The vulture’s extraordinary looks and activities have resulted in an undeservedly bad reputation. But by cleaning up dead bodies, they perform an essential role in the ecosystem. One I do not wish to live without. If only the South African government could have predicted that introducing the Lotto would have led to a dramatic increase in the death of these animals. But then, nothing can help you see the future. Least of all, smoking vulture brains.

This truly chaps my hide

It suddenly got very warm out, so it’s been an inferno on every Metro train I’ve taken this week. A few days ago. I pinned my hair up, as I’m wont to do when it’s very warm. I was reading a book so I put my glasses on. A family of Midwestern tourists goggled at me and their smallest spawn poked me on the arm and asked me a question that turned my intestines to ice.

He asked, “Are you a Sarah Palin impersonator?”

And when I said, “No!” The whole family was disappointed.

I have a choice to make. I can quit pinning my hair up. I can grow out my bangs. I can dye my hair. I can get contacts.

Or, I can get a vocal coach and a red suit and cash in.

I get mistaken for a lot of random people, but I must admit to you that my own mother, upon first laying eyes on Palin, cheerfully proclaimed her love for the crazy bitch because “she’s just like you!”

I’m pretty sure mom meant a physical resemblance, but maybe mom was suggesting I’m a crazy bitch? Possible, but I suspect it was the hair and the glasses.

I hope.

On a related note, did you watch Game Change yet? I haven’t finished it, but I plan to. In the early scene where Palin is at the State Fair, my spiritual advisor, Roger, appears behind her as an extra and a neighbor’s son, Arlo, is playing Trig.


[embedded clip: Game Change trailer]

I’m now completely out of anything to say about Sarah Palin.

no no no no

I haven’t been busy, I’ve just been watching this video over and over in abject horror.

(the original video has been removed from youtube)

[embedded video]

(here’s a replacement)

Sorry for neglecting you. I’d say it won’t happen again, but we all know that would be a lie.

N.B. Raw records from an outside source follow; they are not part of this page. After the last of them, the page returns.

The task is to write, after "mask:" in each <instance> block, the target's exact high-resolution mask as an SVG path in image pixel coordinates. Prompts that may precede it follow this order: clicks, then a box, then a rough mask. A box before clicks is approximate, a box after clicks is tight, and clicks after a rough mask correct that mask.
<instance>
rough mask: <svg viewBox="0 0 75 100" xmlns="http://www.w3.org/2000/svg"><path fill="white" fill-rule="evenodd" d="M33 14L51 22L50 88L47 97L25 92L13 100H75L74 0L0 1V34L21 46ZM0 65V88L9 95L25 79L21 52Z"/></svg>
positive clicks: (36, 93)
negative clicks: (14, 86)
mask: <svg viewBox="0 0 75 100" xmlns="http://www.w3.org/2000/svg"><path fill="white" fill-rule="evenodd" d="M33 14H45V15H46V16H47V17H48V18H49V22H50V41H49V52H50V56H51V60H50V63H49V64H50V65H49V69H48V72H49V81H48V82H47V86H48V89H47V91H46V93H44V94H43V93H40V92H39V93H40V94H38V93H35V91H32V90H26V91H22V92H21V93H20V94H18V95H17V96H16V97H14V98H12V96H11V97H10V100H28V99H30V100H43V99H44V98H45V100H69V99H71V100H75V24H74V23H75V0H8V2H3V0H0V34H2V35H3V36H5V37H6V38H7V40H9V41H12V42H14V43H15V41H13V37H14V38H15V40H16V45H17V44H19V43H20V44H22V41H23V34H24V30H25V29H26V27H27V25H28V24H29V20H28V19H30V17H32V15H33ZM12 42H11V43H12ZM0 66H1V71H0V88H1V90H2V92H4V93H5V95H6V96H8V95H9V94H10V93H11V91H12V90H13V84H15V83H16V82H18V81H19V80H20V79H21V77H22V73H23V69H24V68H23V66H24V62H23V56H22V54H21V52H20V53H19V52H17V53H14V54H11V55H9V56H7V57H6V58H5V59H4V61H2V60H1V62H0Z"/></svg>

Charlie Sheen, demystified

It all makes sense now. Charlie Sheen has been drinking Brawndo.

More seriously, I think Craig Ferguson’s statement that he wasn’t going to talk about Sheen was the sanest thing I’ve seen all week.

Are you kidding me?

In what possible universe did BP Chief Tony Hayward think that attending a yacht race would be okay while his company destroys the Gulf of Mexico? The whole thing leaves me speechless. I thought Rahm Emanuel’s assessment was brilliant.

“To quote Tony Hayward, he’s got his life back,” Mr. Emanuel said.

Hayward made a lame apology after being blasted for idiotically stating to Gulf Coast residents that, “I would like my life back.” Clearly he doesn’t get it, as he thought it appropriate to attend a yacht race with his son. (It’s unclear from crew lists whether Hayward was actually participating in the race or watching – but it doesn’t matter which to me).

The whole yachting incident is so infuriating, it would be easy to miss the embroglio over the transfer of major responsibilities within the company. Luckily, The New York Times has come to the rescue:

On Friday, the chairman of the board of BP, Carl-Henric Svanberg, told the British TV network Sky News that Mr. Hayward would be “now handing over” the daily operations in the gulf to Robert Dudley, an American who joined BP as part of its acquisition of Amoco a decade ago.

On Saturday, BP tried to clarify what Mr. Svanberg had said about the transition of leadership in the gulf. “What he meant by ‘now,’ ” Ms. Williams said, was that “there would be a transition over to Bob over a period of time.”

“Obviously, Tony’s main priority remains overseeing all BP operations,” she said. “Over all, there will be some responsibilities handed over, but Tony will remain in full control until we have stopped the leak.”

I was going to make a sarcastic comment about the Marx Brothers being in charge, but it would be terribly insulting to their memory to liken them to BP.